To test this hypothesis, I have been documenting the stories and firsthand experiences of others who skipped or dropped out of college--Silicon Valley pioneers, entertainment-world innovators, and trailblazers from Wall Street to Main Street. My interviews to date reveal that a majority of these achievers approach learning, developing skills, taking risks, compensation and rewards, and even managing others in ways that tend to be quite different from more formally educated contemporaries. Many also share decidedly different views about the role of work and career expectations, including what constitutes real success in their lives.

But something even more provocative has emerged so far from my admittedly unscientific study. At least some of the perceptible differences between those who do and don't have college degrees seem to place relatively lesser-educated people in a better position to succeed in the workplaces of today and tomorrow, in which entrepreneurism, flexibility and adaptability, and out-of-the-box thinking are deemed critical but frequently lacking.

"When I think about how many Americans view higher education," a college dropout and entertainment-field leader told me, "I'm reminded of what Meryl Streep was quoted as saying: 'I really did think that life would be like college, but it isn't. Life is like high school.' Too many people still believe that life is like college. They think it is the only way to make something of themselves, the only way to get and stay ahead."

I'm not advocating that every high school student abandon plans to go to college. For many, higher education will continue to serve an invaluable role in helping shape their careers. Some professions will probably always require a degree or two. But I believe that parents, educators, employers, and community leaders should be more open-minded and encourage more young people to explore alternatives.
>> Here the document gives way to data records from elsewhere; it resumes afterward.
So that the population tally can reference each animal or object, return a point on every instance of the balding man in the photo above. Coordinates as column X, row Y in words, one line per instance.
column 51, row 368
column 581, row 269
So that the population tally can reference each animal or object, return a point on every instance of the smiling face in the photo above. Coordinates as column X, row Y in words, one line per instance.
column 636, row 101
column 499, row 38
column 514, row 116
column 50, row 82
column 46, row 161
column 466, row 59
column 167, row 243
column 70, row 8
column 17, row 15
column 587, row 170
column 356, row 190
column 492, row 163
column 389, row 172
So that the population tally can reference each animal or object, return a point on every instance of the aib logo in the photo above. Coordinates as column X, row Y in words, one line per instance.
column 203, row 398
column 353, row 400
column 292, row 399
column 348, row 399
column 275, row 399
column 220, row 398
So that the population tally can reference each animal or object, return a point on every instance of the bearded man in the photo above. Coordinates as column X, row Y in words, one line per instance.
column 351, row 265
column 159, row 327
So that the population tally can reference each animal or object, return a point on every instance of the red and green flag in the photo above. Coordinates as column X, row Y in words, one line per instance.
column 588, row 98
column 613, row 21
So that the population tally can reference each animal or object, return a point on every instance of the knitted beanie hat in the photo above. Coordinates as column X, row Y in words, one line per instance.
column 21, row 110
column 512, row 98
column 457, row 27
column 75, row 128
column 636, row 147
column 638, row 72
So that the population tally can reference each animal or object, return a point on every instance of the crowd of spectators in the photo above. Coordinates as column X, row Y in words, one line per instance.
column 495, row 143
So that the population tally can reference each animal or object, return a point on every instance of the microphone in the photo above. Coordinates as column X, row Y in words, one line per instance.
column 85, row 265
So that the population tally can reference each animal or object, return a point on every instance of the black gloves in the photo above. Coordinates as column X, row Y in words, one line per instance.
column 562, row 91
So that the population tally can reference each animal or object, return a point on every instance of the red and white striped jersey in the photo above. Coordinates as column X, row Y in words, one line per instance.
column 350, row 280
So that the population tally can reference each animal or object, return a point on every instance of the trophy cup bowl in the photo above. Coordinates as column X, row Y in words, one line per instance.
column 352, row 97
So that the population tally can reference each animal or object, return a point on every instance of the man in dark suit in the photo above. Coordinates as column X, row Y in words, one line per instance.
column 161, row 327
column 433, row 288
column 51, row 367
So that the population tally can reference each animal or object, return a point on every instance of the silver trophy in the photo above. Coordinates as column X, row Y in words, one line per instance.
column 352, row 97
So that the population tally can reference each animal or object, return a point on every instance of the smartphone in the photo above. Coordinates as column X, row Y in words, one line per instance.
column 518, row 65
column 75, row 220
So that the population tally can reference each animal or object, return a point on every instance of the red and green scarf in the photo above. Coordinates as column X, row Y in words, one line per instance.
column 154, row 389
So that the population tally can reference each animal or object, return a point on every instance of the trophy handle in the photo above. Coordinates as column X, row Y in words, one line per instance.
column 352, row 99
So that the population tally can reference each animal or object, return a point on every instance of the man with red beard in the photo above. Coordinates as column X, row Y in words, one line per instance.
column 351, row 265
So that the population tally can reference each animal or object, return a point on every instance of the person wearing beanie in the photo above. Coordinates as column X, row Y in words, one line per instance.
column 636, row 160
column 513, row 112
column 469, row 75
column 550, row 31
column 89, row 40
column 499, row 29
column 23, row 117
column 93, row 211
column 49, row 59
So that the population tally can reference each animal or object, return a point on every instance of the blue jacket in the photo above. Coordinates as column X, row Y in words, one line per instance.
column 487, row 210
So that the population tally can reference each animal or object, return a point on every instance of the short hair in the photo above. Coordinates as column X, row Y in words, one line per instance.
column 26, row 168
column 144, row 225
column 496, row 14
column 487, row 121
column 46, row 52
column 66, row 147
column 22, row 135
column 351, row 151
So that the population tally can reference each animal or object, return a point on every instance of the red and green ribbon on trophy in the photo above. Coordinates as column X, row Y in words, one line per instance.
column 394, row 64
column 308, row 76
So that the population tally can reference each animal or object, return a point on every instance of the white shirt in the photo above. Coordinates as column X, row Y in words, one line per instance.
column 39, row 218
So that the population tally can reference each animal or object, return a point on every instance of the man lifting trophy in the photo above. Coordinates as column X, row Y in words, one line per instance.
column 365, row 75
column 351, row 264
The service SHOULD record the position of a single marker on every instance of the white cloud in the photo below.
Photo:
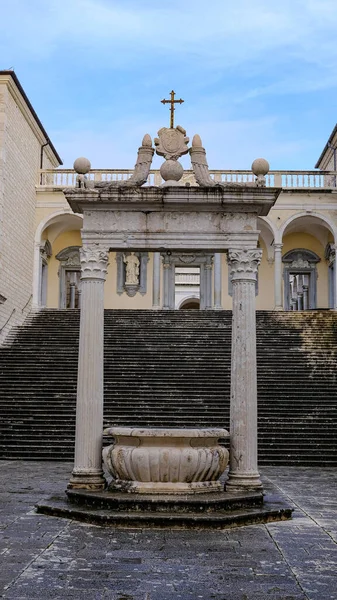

When it comes to hiring requirements, we need to cast aside some of the old assumptions and stereotypes, which discourage too many teenagers from considering other options and making choices about post-high-school education that might better suit their individual goals, needs, or expectations.

As long as a degree remains the one and only ticket (and price) of admission to getting that all-important first or second job for all but a small and shrinking number of occupations, we risk that talent, ideas, and thinking shaped in different ways will slip through our hands. If the expense of college is skyrocketing, the cost of allowing that to continue will be even higher.

Byron Reimus is a Yardley, Pa.-based writer and management consultant on workplace-communications issues.